Australian businessman (born 1943)

Terry Jackman (born 1943 in Brisbane) is a retired businessman involved in media, sports, and tourism in Australia. He was the chairman of Tourism Queensland and the founder and chairman of Pacific Cinemas.

He commenced work at the age of fifteen at Birch Carroll & Coyle, where he worked for twenty years, the last five as that company's chief executive. Between 1976 and 1985, Jackman was managing director of Hoyts Theatres. After exiting Hoyts he was involved in marketing Paul Hogan's first Crocodile Dundee film and was an investor in the movie. In 1989 he established Pacific Cinemas Pty Ltd, which has interests in five complexes in Sydney, the Gold Coast, and Brisbane.
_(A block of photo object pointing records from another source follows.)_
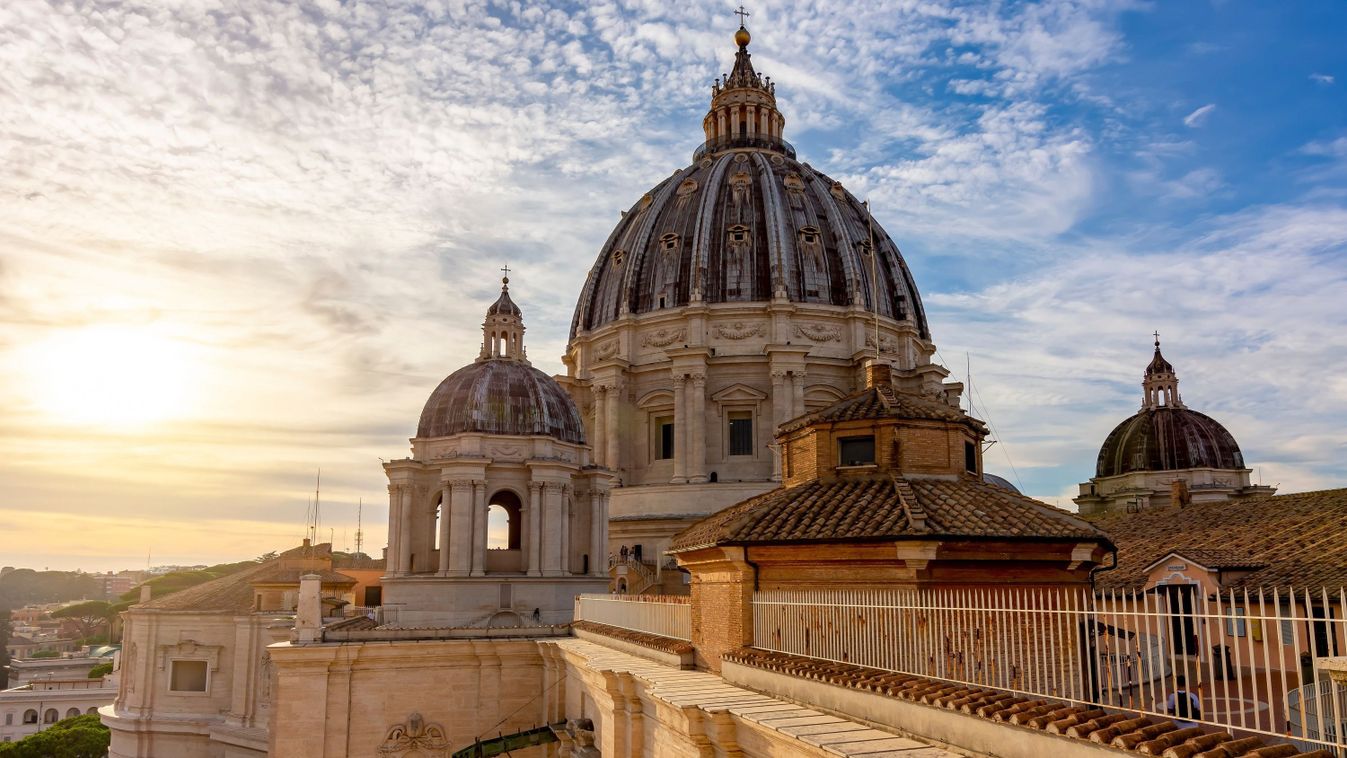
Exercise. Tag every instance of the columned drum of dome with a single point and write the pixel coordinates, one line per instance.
(737, 294)
(499, 517)
(1167, 454)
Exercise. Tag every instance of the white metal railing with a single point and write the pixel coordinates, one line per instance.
(667, 615)
(1239, 652)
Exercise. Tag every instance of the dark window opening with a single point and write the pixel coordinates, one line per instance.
(741, 432)
(856, 451)
(664, 438)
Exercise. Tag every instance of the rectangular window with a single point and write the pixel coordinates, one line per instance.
(663, 438)
(856, 451)
(187, 676)
(741, 432)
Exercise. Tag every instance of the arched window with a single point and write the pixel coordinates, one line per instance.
(503, 521)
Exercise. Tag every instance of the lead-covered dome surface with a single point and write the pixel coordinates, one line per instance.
(738, 226)
(501, 396)
(1168, 439)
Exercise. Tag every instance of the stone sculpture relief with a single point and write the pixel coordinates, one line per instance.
(663, 337)
(819, 331)
(415, 738)
(740, 330)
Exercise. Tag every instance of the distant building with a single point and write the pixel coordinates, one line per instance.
(194, 672)
(1167, 454)
(33, 707)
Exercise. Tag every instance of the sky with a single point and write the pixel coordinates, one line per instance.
(243, 240)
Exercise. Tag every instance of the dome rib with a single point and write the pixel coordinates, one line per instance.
(1168, 439)
(501, 396)
(776, 202)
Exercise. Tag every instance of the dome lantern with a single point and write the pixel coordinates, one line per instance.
(503, 331)
(1160, 383)
(744, 108)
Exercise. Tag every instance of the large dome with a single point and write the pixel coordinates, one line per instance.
(745, 222)
(501, 396)
(1168, 439)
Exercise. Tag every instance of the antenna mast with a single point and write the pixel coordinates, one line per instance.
(360, 535)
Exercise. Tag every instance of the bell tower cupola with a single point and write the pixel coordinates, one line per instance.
(1160, 383)
(503, 331)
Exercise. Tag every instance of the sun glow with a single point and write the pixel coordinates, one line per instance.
(109, 376)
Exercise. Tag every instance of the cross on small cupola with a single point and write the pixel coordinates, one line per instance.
(1160, 384)
(503, 331)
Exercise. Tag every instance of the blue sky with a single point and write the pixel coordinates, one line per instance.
(244, 240)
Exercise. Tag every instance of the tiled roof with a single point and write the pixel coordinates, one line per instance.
(881, 401)
(1126, 731)
(884, 508)
(1299, 539)
(232, 593)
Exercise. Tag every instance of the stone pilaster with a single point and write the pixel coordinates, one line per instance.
(697, 408)
(478, 529)
(461, 527)
(446, 517)
(680, 430)
(535, 528)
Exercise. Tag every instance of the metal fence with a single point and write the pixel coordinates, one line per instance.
(1241, 655)
(667, 615)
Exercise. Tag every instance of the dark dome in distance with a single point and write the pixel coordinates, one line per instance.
(501, 397)
(1168, 439)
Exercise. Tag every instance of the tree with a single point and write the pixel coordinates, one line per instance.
(4, 648)
(77, 737)
(89, 615)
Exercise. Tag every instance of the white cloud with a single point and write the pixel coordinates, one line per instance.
(1198, 116)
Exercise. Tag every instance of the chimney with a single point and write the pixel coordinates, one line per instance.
(877, 374)
(309, 617)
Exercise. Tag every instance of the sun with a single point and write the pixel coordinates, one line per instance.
(109, 376)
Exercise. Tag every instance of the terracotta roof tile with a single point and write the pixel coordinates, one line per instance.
(1297, 540)
(884, 508)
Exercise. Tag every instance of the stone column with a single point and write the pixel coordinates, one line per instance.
(796, 393)
(478, 529)
(446, 516)
(535, 528)
(598, 533)
(395, 524)
(551, 523)
(613, 447)
(600, 424)
(697, 408)
(779, 416)
(461, 527)
(680, 431)
(566, 529)
(404, 540)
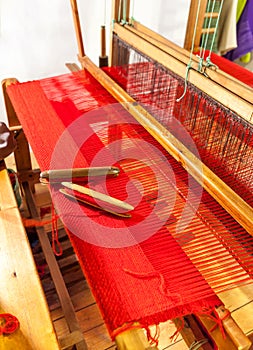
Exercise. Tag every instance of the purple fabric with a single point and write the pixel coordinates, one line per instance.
(244, 33)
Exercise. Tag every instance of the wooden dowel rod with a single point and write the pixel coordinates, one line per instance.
(221, 192)
(77, 27)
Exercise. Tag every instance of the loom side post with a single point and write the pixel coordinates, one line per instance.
(191, 24)
(78, 30)
(103, 58)
(240, 340)
(27, 179)
(22, 152)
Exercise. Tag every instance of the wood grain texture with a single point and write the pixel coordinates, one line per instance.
(21, 293)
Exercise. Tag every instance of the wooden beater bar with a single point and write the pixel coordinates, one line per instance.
(224, 195)
(220, 191)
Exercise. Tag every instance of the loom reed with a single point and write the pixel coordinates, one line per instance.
(216, 244)
(224, 141)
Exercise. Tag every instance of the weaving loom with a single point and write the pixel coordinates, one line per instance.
(138, 267)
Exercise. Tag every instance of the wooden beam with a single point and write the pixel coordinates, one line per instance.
(78, 30)
(21, 293)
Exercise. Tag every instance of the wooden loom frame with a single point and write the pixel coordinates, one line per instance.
(135, 339)
(147, 41)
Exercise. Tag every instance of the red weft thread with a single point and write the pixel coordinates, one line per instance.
(175, 335)
(162, 284)
(56, 245)
(8, 323)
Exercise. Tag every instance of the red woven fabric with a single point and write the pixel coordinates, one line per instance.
(149, 281)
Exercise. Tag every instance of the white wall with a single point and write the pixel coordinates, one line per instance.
(37, 36)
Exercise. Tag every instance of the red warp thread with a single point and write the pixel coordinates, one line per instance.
(175, 335)
(153, 339)
(8, 324)
(162, 285)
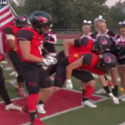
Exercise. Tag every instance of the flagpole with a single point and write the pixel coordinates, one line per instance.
(15, 14)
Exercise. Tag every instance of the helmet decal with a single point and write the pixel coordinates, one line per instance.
(103, 41)
(42, 19)
(22, 18)
(107, 59)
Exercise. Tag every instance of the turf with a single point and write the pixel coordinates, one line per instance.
(106, 113)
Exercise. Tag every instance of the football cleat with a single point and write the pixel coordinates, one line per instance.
(40, 109)
(89, 104)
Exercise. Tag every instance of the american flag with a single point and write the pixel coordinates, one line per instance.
(6, 18)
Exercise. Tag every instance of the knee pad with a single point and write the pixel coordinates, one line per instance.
(2, 82)
(46, 83)
(20, 79)
(33, 88)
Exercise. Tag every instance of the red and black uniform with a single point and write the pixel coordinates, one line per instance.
(121, 53)
(90, 61)
(109, 34)
(59, 69)
(12, 52)
(82, 45)
(34, 75)
(49, 43)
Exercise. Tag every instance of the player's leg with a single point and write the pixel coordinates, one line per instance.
(4, 94)
(122, 97)
(18, 65)
(32, 84)
(88, 86)
(9, 63)
(120, 71)
(47, 90)
(115, 82)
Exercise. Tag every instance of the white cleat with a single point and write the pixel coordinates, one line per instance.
(4, 62)
(40, 109)
(16, 75)
(123, 99)
(100, 91)
(12, 107)
(8, 68)
(13, 73)
(69, 86)
(22, 92)
(121, 96)
(14, 83)
(89, 104)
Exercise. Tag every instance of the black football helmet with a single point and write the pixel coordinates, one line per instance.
(21, 21)
(107, 61)
(41, 21)
(103, 44)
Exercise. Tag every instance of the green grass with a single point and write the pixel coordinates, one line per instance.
(106, 113)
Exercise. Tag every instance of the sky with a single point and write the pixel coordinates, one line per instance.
(112, 2)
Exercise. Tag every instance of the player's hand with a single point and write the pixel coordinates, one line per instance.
(2, 57)
(45, 62)
(52, 59)
(114, 99)
(68, 84)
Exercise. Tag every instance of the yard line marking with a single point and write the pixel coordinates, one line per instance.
(69, 110)
(122, 123)
(14, 99)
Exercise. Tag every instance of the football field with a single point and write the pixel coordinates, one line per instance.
(64, 108)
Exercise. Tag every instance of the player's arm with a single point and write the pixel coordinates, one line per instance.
(25, 38)
(67, 44)
(10, 37)
(103, 80)
(69, 69)
(74, 42)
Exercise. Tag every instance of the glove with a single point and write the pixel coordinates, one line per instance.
(52, 59)
(2, 57)
(46, 62)
(114, 99)
(68, 84)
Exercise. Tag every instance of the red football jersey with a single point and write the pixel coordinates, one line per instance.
(89, 63)
(13, 31)
(36, 40)
(82, 48)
He is chairman and sole proprietor of the group.

He was a non-executive director for Prime Television and the Australian Rugby Union, and non-executive chairman of Sea World Property Trust and Breakfree Resorts. In 2013, he was appointed chairman of the National Association of Cinema Operators.

Jackman received a Member of the Order of Australia (AM) in 2003, for service to the entertainment industry through film distribution and screening, to tourism development, and to the community as a fundraiser. He was awarded a Queensland Great Award by the QLD government in 2005.